Man habe Bars zu spät geschlossen und auch das Ausreisemanagement sei nicht organisiert gewesen. Das habe alles zu der raschen Verbreitung des Virus in Europa gesorgt. Reinfeld spricht über Dilettantismus der Beteiligten.
Obmann Kolba erhebt zudem schwere Vorwürfe gegen Bundeskanzler Sebastian Kurz. Beim Ausreisemanagement sei Kurz derjenige, der das Chaos herbeigeführt habe. Er habe Maßnahmen bereits verkündet, obwohl sie rechtlich noch nicht Kraft waren. Kurz habe durch die Ankündigung eine "unmögliche Situation" für die Polizisten vor Ort geschaffen. Der VSV will deshalb in Wien die Bundesrepublik klagen.
Laut Kolba stehe man an einem Scheidepunkt. Weitere Musterprozesse seien geplant. Der bessere Weg sei ein runder Tisch, um "dort Fehler zuzugeben, sich dort klar und ohne Wenn und Aber zu entschuldigen" und den Geschädigten Schadenersatz anzubieten.
Kolbas Darstellung zufolge hätten die Verantwortlichen zu spät und nicht umfassend genug auf den Ausbruch des Coronavirus in Ischgl reagiert. Vom Tiroler Wintersportort wurde das Corona-Virus in 45 Staaten getragen.

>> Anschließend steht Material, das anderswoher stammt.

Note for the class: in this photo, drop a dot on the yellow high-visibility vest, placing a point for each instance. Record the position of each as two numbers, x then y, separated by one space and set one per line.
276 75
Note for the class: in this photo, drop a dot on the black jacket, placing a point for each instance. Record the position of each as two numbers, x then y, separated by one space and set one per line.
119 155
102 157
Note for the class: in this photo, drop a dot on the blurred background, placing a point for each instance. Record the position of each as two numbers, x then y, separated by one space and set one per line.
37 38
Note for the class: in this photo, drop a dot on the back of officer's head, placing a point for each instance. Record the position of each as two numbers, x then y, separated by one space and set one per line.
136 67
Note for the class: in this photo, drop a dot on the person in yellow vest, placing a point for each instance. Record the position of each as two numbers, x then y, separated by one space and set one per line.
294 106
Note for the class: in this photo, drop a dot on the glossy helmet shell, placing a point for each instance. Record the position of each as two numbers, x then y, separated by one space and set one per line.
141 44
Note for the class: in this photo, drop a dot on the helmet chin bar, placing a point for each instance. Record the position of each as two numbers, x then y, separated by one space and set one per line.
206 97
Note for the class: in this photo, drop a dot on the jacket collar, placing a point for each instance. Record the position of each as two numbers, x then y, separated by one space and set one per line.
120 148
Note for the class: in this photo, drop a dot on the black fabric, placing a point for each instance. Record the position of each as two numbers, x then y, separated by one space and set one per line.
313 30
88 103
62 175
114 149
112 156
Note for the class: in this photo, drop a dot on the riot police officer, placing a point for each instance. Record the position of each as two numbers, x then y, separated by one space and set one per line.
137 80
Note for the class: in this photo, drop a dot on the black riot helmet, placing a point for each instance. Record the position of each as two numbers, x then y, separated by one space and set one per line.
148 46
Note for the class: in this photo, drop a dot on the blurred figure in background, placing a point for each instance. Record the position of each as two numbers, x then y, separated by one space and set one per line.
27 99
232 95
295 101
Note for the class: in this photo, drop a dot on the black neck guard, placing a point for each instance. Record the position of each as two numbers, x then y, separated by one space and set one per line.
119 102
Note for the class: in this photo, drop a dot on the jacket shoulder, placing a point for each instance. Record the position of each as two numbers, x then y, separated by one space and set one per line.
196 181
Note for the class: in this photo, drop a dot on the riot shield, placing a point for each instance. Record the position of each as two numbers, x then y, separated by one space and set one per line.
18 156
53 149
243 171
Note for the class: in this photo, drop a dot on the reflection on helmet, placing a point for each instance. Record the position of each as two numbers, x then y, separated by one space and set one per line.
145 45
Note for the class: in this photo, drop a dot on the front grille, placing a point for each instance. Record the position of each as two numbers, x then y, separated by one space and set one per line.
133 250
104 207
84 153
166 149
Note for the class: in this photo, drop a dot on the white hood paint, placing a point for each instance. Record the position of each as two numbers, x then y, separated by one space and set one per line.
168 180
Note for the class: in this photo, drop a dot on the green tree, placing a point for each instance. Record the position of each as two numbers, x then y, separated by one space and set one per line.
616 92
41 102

VSV hat "kein Vertrauen" in Innsbrucker Anklagebehörde
Ich habe kein Vertrauen, dass die Staatsanwaltschaft Innsbruck effizient und ernstlich daran arbeitet, die Verantwortlichen für die schweren Fehler bei der Bekämpfung der Pandemie ausfindig zu machen und anzuklagen," stellte VSV-Obmann Peter Kolba im Rahmen der Pressekonferenz fest. Man konzentriere sich daher nunmehr darauf, "in Musterprozessen in Wien - und damit abseits von Tiroler Netzwerken - die Verantwortung festzumachen und Schadenersatz für Opfer durchzusetzen".
Die vier Amtshaftungsklagen gegen die Republik Österreich begründet der Verbraucherschutzverband (VSV) mit behauptetem Behördenversagen im Zusammenhang mit den Maßnahmen gegen den Ausbruch der Corona-Pandemie in Ischgl und anderen Tiroler Wintersportorten. Das Versagen von Organen war nach Ansicht des VSV schuldhaft und - da es Organträgern unterlief - dem Staat zurechenbar. Die Finanzprokuratur als Rechtsvertreter des Bundes habe das "Angebot für Gespräche ignoriert", daher habe man die Stellungnahme der Finanzprokuratur zu den vier auf Schadenersatz gerichteten Klagen nicht abgewartet, sondern diese gleich bei Gericht eingebracht erläuterte der VSV.